一見大変そうで、実際大変ですが、思っているほど大変ではありません。 部首グループがわかっているので、事前に部首名のパターンをすべて用意しておけば、3パターンくらいから 1パターンを選ぶだけです。 部首名の情報は漢字の形を見ながらコピペしていくだけなので、1000文字くらいはサクッとアノテーションできます。 また偏→旁→繞→冠などの見分けやすい順序でアノテーションすればミスはまったく起きないので、気楽にできます。 vim だと pjpjpjpjpj… と押していくだけでアノテーションできるので、単調作業が大嫌いな私でも 1分で最低 50 個はアノテーションできました。 解釈に困らない漢字なら 2倍はいけます。

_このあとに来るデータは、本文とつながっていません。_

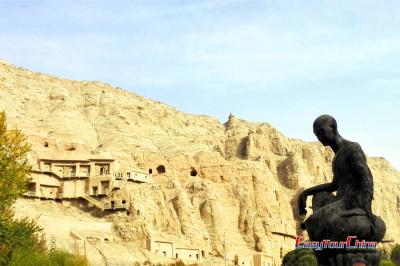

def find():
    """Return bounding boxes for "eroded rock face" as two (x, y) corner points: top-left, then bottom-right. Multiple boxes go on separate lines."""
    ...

(1, 61), (399, 265)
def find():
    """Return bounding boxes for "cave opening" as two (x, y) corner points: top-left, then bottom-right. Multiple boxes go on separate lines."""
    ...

(156, 165), (166, 174)
(190, 168), (198, 176)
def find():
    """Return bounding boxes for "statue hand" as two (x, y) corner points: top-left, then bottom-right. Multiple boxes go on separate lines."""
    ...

(298, 191), (307, 216)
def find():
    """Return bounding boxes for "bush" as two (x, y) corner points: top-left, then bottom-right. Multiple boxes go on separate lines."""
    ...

(298, 254), (318, 266)
(49, 250), (88, 266)
(8, 249), (87, 266)
(391, 244), (400, 266)
(9, 248), (53, 266)
(381, 260), (396, 266)
(171, 259), (186, 266)
(282, 248), (316, 266)
(0, 217), (45, 264)
(168, 260), (188, 266)
(379, 249), (392, 261)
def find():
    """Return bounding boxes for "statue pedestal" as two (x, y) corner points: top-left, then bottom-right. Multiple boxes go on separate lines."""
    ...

(315, 248), (381, 266)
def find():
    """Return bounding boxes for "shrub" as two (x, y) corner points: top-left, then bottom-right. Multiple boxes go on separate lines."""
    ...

(9, 248), (53, 266)
(381, 259), (396, 266)
(8, 249), (87, 266)
(379, 249), (392, 261)
(282, 249), (316, 266)
(0, 217), (45, 264)
(298, 254), (318, 266)
(391, 244), (400, 266)
(170, 260), (186, 266)
(49, 250), (88, 266)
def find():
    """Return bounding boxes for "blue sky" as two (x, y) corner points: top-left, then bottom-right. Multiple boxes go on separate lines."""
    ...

(0, 0), (399, 170)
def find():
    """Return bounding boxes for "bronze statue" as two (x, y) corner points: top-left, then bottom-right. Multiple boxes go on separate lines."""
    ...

(298, 115), (386, 265)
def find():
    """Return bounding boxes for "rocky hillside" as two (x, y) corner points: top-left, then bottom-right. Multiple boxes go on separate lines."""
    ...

(1, 60), (399, 265)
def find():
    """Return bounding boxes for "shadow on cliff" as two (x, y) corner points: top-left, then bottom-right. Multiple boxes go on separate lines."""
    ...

(290, 189), (307, 238)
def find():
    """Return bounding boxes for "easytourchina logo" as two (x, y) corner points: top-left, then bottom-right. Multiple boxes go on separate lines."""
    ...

(295, 236), (377, 251)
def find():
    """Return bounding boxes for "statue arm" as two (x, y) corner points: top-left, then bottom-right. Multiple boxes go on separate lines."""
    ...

(298, 179), (337, 215)
(302, 180), (337, 197)
(350, 147), (374, 222)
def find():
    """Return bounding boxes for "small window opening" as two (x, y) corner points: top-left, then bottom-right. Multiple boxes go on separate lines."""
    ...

(156, 165), (166, 174)
(65, 145), (76, 151)
(190, 168), (198, 176)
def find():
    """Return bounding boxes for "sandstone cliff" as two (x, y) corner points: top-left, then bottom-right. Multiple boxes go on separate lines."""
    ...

(1, 60), (399, 265)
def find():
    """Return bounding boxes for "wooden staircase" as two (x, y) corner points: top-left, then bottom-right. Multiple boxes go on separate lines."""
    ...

(80, 194), (104, 211)
(106, 176), (130, 197)
(118, 176), (130, 189)
(82, 176), (131, 211)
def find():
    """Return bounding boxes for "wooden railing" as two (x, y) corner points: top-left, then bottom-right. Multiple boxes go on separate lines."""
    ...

(103, 202), (128, 210)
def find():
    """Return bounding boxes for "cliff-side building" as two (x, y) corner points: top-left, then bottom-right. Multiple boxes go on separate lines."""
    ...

(25, 158), (152, 211)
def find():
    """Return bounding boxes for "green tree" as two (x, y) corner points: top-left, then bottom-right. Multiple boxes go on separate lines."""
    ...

(391, 244), (400, 266)
(0, 111), (38, 265)
(0, 111), (87, 265)
(0, 111), (31, 220)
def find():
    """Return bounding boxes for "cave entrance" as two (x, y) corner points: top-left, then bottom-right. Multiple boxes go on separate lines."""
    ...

(190, 168), (197, 176)
(156, 165), (166, 174)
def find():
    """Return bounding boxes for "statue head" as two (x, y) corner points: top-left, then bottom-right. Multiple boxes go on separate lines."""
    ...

(313, 115), (338, 146)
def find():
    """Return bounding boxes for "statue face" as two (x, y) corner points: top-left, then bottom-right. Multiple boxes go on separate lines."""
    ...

(313, 123), (335, 146)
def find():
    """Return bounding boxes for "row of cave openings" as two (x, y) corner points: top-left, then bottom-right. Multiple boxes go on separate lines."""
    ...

(43, 139), (199, 178)
(148, 165), (198, 177)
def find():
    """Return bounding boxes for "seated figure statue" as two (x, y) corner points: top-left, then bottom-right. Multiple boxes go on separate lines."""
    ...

(298, 115), (386, 264)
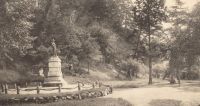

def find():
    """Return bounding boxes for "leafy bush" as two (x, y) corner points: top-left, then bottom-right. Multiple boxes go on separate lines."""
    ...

(186, 71), (199, 80)
(181, 71), (199, 80)
(152, 61), (169, 78)
(180, 65), (200, 80)
(0, 69), (43, 84)
(116, 59), (148, 80)
(74, 67), (89, 75)
(0, 70), (22, 84)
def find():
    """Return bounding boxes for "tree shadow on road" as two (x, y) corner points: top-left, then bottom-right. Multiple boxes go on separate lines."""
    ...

(149, 99), (182, 106)
(146, 80), (200, 92)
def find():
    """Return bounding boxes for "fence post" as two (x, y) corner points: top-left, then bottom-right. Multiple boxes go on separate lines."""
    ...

(78, 82), (81, 91)
(25, 82), (28, 88)
(99, 82), (102, 88)
(58, 84), (61, 93)
(14, 83), (17, 89)
(17, 85), (20, 94)
(37, 85), (40, 94)
(5, 84), (8, 94)
(78, 93), (82, 100)
(92, 82), (95, 88)
(1, 84), (4, 92)
(38, 82), (42, 86)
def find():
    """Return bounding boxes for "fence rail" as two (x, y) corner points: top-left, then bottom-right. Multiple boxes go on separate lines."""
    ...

(0, 81), (104, 95)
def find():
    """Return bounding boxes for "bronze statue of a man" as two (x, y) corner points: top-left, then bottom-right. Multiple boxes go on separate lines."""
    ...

(51, 39), (57, 56)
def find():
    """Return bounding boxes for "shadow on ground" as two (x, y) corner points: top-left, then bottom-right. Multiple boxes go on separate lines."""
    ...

(150, 80), (200, 92)
(149, 99), (200, 106)
(149, 99), (182, 106)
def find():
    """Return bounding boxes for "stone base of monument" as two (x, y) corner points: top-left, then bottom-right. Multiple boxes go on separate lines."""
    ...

(43, 77), (67, 87)
(43, 56), (67, 87)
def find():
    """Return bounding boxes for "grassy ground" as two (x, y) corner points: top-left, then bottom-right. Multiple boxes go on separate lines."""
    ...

(2, 98), (132, 106)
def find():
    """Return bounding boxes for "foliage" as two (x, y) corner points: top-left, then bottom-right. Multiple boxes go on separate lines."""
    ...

(3, 0), (200, 82)
(152, 61), (168, 78)
(0, 69), (35, 84)
(0, 0), (35, 67)
(0, 0), (135, 82)
(164, 1), (200, 80)
(133, 0), (167, 84)
(0, 69), (21, 83)
(133, 0), (166, 32)
(90, 0), (135, 30)
(117, 59), (148, 79)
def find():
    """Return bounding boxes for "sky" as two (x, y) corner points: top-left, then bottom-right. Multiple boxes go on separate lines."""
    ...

(166, 0), (200, 10)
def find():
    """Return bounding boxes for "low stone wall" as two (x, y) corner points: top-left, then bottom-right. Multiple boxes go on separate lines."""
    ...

(0, 86), (112, 105)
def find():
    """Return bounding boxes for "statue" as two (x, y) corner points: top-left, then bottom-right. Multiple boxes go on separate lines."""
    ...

(44, 39), (67, 87)
(51, 39), (57, 56)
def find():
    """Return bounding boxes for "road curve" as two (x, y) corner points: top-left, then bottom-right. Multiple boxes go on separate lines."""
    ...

(104, 87), (200, 106)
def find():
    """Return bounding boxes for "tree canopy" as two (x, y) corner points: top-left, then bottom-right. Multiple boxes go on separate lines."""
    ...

(1, 0), (200, 82)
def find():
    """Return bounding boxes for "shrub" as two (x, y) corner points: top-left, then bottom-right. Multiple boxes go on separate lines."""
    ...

(0, 70), (22, 84)
(74, 67), (89, 75)
(152, 61), (169, 78)
(116, 59), (148, 80)
(0, 69), (43, 84)
(180, 65), (200, 80)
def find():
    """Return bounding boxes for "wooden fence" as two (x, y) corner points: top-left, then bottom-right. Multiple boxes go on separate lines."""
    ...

(0, 81), (103, 95)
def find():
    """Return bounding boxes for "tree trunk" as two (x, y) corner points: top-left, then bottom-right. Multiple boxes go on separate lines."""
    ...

(147, 0), (152, 85)
(1, 84), (4, 92)
(163, 70), (169, 80)
(148, 23), (152, 85)
(170, 69), (176, 84)
(87, 61), (90, 74)
(176, 70), (181, 85)
(148, 55), (153, 84)
(134, 29), (141, 61)
(2, 61), (6, 71)
(187, 66), (191, 80)
(0, 0), (7, 17)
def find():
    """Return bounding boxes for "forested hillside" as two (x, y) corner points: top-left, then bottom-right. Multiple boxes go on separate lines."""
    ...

(1, 0), (200, 83)
(0, 0), (138, 71)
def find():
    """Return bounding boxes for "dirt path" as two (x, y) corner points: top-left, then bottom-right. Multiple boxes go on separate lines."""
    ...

(105, 87), (200, 106)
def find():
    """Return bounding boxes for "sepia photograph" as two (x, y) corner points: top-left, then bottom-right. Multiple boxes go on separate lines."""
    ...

(0, 0), (200, 106)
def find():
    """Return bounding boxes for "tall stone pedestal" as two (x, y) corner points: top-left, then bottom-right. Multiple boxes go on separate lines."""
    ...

(43, 56), (67, 87)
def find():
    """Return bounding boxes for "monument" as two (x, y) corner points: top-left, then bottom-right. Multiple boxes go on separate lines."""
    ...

(43, 39), (67, 87)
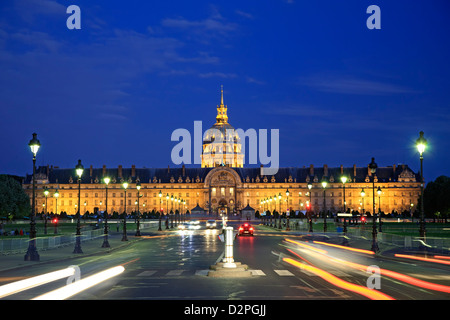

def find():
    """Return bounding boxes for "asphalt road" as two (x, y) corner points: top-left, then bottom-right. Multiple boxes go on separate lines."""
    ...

(1, 220), (449, 302)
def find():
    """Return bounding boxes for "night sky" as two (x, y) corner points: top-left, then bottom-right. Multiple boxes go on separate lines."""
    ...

(1, 0), (449, 182)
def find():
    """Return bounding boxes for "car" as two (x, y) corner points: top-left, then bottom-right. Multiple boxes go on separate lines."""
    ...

(238, 223), (254, 236)
(189, 220), (201, 229)
(178, 223), (189, 230)
(206, 219), (217, 229)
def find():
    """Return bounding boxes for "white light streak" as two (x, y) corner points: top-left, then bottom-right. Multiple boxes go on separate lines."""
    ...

(0, 267), (76, 298)
(32, 266), (125, 300)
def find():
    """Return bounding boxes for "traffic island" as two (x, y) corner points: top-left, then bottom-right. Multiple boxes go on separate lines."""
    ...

(207, 226), (253, 277)
(207, 262), (252, 278)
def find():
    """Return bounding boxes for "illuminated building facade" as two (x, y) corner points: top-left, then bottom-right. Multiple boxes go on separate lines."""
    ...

(22, 89), (421, 217)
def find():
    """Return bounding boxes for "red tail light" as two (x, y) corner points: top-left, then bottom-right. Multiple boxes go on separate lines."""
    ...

(249, 227), (254, 231)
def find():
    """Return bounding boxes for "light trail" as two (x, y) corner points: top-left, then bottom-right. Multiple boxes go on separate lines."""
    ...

(313, 241), (375, 255)
(394, 254), (450, 266)
(434, 255), (450, 260)
(285, 239), (450, 295)
(0, 267), (76, 299)
(285, 239), (328, 254)
(32, 266), (125, 300)
(283, 257), (395, 300)
(299, 248), (450, 294)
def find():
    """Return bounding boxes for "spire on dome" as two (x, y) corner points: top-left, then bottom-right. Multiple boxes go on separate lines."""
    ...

(216, 85), (228, 124)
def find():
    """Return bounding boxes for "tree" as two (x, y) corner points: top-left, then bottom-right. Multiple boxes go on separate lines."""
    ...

(424, 175), (450, 220)
(0, 175), (30, 220)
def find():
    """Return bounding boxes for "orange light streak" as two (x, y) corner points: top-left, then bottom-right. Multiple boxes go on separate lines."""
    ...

(313, 251), (450, 294)
(394, 254), (450, 266)
(313, 241), (375, 255)
(283, 257), (395, 300)
(434, 255), (450, 260)
(285, 239), (450, 294)
(285, 238), (328, 254)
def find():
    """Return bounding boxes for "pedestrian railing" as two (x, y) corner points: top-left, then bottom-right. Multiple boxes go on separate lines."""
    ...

(262, 218), (450, 253)
(0, 220), (158, 255)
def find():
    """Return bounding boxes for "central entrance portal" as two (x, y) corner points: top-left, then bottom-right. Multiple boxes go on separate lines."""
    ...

(204, 167), (242, 216)
(218, 199), (228, 216)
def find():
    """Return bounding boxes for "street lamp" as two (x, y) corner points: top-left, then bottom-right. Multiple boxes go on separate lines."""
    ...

(166, 194), (170, 229)
(416, 131), (427, 240)
(170, 195), (174, 228)
(43, 187), (49, 235)
(53, 189), (59, 234)
(102, 177), (111, 247)
(340, 176), (348, 234)
(269, 196), (274, 227)
(377, 186), (383, 232)
(286, 189), (290, 231)
(73, 159), (84, 254)
(278, 193), (282, 229)
(25, 133), (41, 261)
(122, 181), (129, 241)
(368, 157), (379, 253)
(360, 188), (366, 224)
(308, 182), (313, 232)
(178, 198), (181, 225)
(321, 177), (328, 232)
(135, 182), (141, 236)
(158, 191), (163, 231)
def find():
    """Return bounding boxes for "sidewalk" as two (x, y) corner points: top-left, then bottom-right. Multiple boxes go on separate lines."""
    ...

(0, 226), (169, 273)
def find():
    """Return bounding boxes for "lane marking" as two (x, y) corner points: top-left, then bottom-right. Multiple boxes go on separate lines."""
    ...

(249, 270), (266, 276)
(137, 271), (157, 277)
(274, 270), (294, 276)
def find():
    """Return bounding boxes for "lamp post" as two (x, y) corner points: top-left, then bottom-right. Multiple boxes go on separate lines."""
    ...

(269, 197), (273, 227)
(122, 181), (129, 241)
(369, 157), (379, 253)
(25, 133), (41, 261)
(416, 131), (427, 241)
(102, 177), (111, 247)
(262, 199), (266, 224)
(178, 198), (181, 225)
(54, 189), (59, 234)
(377, 186), (383, 232)
(286, 189), (290, 231)
(158, 191), (162, 231)
(361, 188), (366, 224)
(170, 195), (174, 228)
(321, 177), (328, 232)
(308, 182), (313, 232)
(135, 182), (141, 236)
(278, 193), (282, 229)
(166, 194), (170, 229)
(73, 160), (84, 254)
(43, 187), (49, 235)
(340, 176), (348, 234)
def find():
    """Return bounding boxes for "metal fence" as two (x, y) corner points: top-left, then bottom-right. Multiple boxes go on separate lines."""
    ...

(0, 221), (157, 255)
(285, 218), (450, 253)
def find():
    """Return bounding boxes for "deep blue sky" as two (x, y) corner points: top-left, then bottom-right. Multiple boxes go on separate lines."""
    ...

(1, 0), (449, 182)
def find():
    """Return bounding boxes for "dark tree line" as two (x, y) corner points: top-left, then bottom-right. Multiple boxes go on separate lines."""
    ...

(0, 174), (30, 220)
(424, 175), (450, 220)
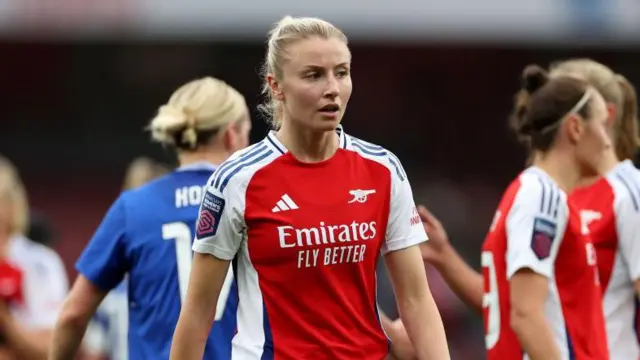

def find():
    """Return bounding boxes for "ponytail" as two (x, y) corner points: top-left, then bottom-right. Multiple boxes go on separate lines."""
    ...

(613, 75), (640, 160)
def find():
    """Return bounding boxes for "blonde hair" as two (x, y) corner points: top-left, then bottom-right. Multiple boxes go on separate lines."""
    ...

(149, 77), (247, 150)
(122, 157), (170, 190)
(549, 59), (640, 160)
(259, 16), (348, 129)
(0, 156), (29, 235)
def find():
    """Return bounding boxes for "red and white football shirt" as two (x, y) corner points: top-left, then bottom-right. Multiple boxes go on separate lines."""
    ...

(571, 160), (640, 360)
(7, 234), (69, 330)
(193, 126), (427, 360)
(481, 167), (608, 360)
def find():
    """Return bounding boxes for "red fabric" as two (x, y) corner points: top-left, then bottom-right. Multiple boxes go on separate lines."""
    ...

(0, 261), (24, 305)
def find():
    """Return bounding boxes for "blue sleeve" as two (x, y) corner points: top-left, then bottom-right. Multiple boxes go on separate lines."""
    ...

(76, 195), (129, 291)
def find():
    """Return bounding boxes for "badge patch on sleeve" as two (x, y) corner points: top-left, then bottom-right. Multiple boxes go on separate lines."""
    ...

(196, 192), (225, 239)
(531, 217), (557, 260)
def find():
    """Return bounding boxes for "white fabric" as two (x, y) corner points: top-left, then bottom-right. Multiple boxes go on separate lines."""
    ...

(82, 286), (129, 360)
(7, 234), (69, 329)
(604, 160), (640, 360)
(506, 168), (568, 279)
(609, 160), (640, 281)
(191, 142), (274, 259)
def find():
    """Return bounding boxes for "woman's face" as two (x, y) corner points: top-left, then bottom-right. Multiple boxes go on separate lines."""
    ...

(272, 36), (353, 132)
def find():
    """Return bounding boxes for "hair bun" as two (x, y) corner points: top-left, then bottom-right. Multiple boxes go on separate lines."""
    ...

(521, 65), (549, 94)
(516, 118), (534, 136)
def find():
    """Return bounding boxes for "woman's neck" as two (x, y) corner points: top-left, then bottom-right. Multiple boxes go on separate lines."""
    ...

(529, 148), (620, 189)
(596, 148), (621, 175)
(178, 150), (228, 168)
(0, 231), (11, 258)
(534, 151), (582, 193)
(575, 148), (620, 188)
(276, 121), (339, 163)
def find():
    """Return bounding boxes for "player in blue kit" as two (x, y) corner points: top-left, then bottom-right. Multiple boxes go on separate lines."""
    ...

(82, 157), (168, 360)
(49, 77), (251, 360)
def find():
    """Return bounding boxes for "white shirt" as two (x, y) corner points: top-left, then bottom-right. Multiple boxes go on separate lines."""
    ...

(7, 234), (69, 329)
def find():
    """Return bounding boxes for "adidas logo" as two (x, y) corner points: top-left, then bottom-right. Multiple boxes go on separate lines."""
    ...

(272, 194), (299, 213)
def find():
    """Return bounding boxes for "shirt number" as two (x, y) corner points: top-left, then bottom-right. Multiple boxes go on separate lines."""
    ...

(482, 251), (500, 349)
(162, 221), (234, 320)
(579, 209), (602, 235)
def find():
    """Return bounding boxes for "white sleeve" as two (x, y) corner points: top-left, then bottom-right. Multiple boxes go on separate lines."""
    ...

(192, 177), (246, 260)
(382, 157), (427, 255)
(506, 178), (568, 279)
(82, 312), (109, 355)
(615, 191), (640, 281)
(23, 249), (69, 329)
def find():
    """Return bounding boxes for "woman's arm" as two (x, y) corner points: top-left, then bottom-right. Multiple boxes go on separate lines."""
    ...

(170, 253), (230, 360)
(379, 310), (415, 360)
(502, 176), (566, 360)
(51, 196), (128, 360)
(418, 206), (484, 313)
(48, 276), (107, 360)
(385, 246), (450, 360)
(509, 270), (561, 360)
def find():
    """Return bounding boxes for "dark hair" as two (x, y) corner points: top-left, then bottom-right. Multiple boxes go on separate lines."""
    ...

(509, 65), (593, 152)
(27, 212), (57, 247)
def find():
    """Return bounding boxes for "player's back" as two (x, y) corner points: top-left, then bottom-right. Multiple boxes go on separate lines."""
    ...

(481, 167), (608, 360)
(125, 166), (238, 359)
(77, 164), (237, 360)
(571, 160), (640, 359)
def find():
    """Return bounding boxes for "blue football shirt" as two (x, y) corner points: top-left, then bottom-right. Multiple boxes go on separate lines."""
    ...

(77, 162), (238, 359)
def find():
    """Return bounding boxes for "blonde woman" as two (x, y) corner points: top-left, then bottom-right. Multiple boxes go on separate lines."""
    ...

(0, 156), (68, 360)
(50, 77), (251, 360)
(171, 16), (450, 360)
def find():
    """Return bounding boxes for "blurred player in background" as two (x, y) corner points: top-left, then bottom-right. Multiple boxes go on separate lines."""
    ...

(538, 60), (640, 359)
(27, 212), (58, 248)
(414, 59), (640, 360)
(121, 156), (170, 191)
(171, 16), (450, 360)
(49, 77), (251, 360)
(0, 156), (69, 360)
(81, 156), (169, 360)
(388, 67), (613, 359)
(481, 66), (610, 360)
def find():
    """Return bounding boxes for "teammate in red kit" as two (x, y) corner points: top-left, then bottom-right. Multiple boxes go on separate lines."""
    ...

(424, 59), (639, 360)
(170, 15), (450, 360)
(389, 60), (639, 360)
(0, 156), (69, 359)
(551, 60), (640, 360)
(483, 67), (610, 359)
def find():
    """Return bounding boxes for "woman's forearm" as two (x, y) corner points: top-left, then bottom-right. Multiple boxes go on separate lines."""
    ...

(511, 310), (561, 360)
(169, 312), (211, 360)
(398, 290), (450, 360)
(433, 245), (484, 313)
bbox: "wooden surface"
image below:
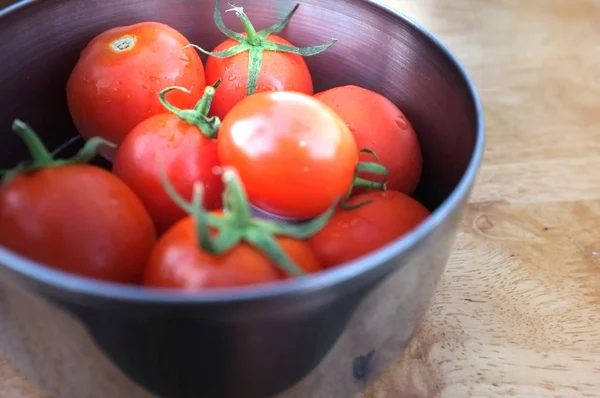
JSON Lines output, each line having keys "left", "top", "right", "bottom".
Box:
{"left": 2, "top": 0, "right": 600, "bottom": 397}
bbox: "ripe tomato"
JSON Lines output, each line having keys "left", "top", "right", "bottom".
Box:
{"left": 218, "top": 91, "right": 358, "bottom": 219}
{"left": 315, "top": 85, "right": 423, "bottom": 195}
{"left": 205, "top": 34, "right": 314, "bottom": 120}
{"left": 143, "top": 215, "right": 322, "bottom": 290}
{"left": 308, "top": 190, "right": 430, "bottom": 268}
{"left": 0, "top": 165, "right": 156, "bottom": 283}
{"left": 197, "top": 1, "right": 335, "bottom": 119}
{"left": 66, "top": 22, "right": 207, "bottom": 160}
{"left": 112, "top": 86, "right": 223, "bottom": 234}
{"left": 143, "top": 166, "right": 329, "bottom": 289}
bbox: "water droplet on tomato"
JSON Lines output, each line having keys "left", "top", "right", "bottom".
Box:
{"left": 228, "top": 74, "right": 237, "bottom": 81}
{"left": 235, "top": 81, "right": 242, "bottom": 89}
{"left": 95, "top": 79, "right": 112, "bottom": 95}
{"left": 212, "top": 166, "right": 223, "bottom": 175}
{"left": 350, "top": 218, "right": 362, "bottom": 227}
{"left": 394, "top": 115, "right": 408, "bottom": 130}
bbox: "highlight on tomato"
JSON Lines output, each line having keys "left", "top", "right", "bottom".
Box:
{"left": 188, "top": 0, "right": 337, "bottom": 119}
{"left": 112, "top": 80, "right": 224, "bottom": 235}
{"left": 308, "top": 190, "right": 431, "bottom": 268}
{"left": 217, "top": 90, "right": 387, "bottom": 220}
{"left": 0, "top": 120, "right": 157, "bottom": 283}
{"left": 66, "top": 22, "right": 207, "bottom": 160}
{"left": 143, "top": 167, "right": 336, "bottom": 290}
{"left": 315, "top": 85, "right": 423, "bottom": 195}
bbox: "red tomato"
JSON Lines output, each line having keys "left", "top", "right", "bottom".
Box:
{"left": 197, "top": 2, "right": 335, "bottom": 119}
{"left": 112, "top": 113, "right": 223, "bottom": 235}
{"left": 143, "top": 216, "right": 322, "bottom": 289}
{"left": 66, "top": 22, "right": 207, "bottom": 160}
{"left": 218, "top": 91, "right": 358, "bottom": 219}
{"left": 315, "top": 85, "right": 423, "bottom": 195}
{"left": 308, "top": 190, "right": 430, "bottom": 268}
{"left": 0, "top": 165, "right": 157, "bottom": 283}
{"left": 206, "top": 34, "right": 314, "bottom": 120}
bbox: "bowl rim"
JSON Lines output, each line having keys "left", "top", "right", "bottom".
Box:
{"left": 0, "top": 0, "right": 485, "bottom": 305}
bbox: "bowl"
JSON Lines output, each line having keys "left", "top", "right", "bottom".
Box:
{"left": 0, "top": 0, "right": 484, "bottom": 397}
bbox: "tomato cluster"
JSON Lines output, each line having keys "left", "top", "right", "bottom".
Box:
{"left": 0, "top": 1, "right": 428, "bottom": 291}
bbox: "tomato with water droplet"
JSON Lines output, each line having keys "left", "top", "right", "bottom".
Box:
{"left": 66, "top": 22, "right": 207, "bottom": 160}
{"left": 112, "top": 85, "right": 224, "bottom": 235}
{"left": 315, "top": 85, "right": 423, "bottom": 195}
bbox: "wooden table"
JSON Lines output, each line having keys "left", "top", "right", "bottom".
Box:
{"left": 2, "top": 0, "right": 600, "bottom": 397}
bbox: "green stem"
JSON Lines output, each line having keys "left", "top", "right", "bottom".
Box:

真面目にアノテーションしていると、やはりネット情報は色々な間違いらしきものが見つかるのですが、なるべく解釈がシンプルになるように作っています。 「大部」「小部」「尸部」「戈部」あたりが難しかったかな。まずは「構」かどうかを判定するのがなかなか難しいです。 あと「繞」は存在しないものが多いです 「攴部」には「ぼくにょう ぼんにょう」、「凵部」には「かんにょう」、「几部」には「きにょう つくえきにょう」「文部」には「ぶんにょう」という「繞」があると言われますが、実際には存在しません。 「夊部」の「すいにょう すいにゅう」も「処」を「すいにょう すいにゅう」判定にしないと存在しないらしいです。 でも「処」は「几部」なので要するに存在しません。部首はそれくらいいい加減な存在とも言えますね…。 他にも部首名は「てへん」のように確定的なものと、「ほこがまえ」「たすき かほのこ」のように非確定的なものがあるのが、難しいところです。


その他の部首情報

後から気付いたのですが、部首っぽいものを決定できる仕組みとして、漢字構成記述文字 (IDS: Ideographic Description Characters) があることを知りました。 IDS を使って部首を調べられないかなと思ったのですが、今のところ cjkvi-ids くらいしか方法はないみたいです。 cjkvi-ids の IDS 情報は CHISE Projet に依存しているみたいで、これはこれで面倒臭いなあという印象があります。 他にもいくつかリソースはありますが、あまり使い勝手の良いものはなさそう。 cjkvi-ids を使って部首を決定する場合、康熙字典 214 部首でブロックを分けて、IDS と一致させるような処理が必要になります。 だいたいのデータはパースできそうと思いましたが、いくつかのデータはパースできない、または一致しないことがわかっています。 部首以外のコンポーネントを使えるのは面白いのですが、結局は自作で良いのかなと思っています。

他にもIVD (Ideographic Variation Database) はうまく使えば活かせる気もしましたが、 今のところいい方法は浮かんでいません。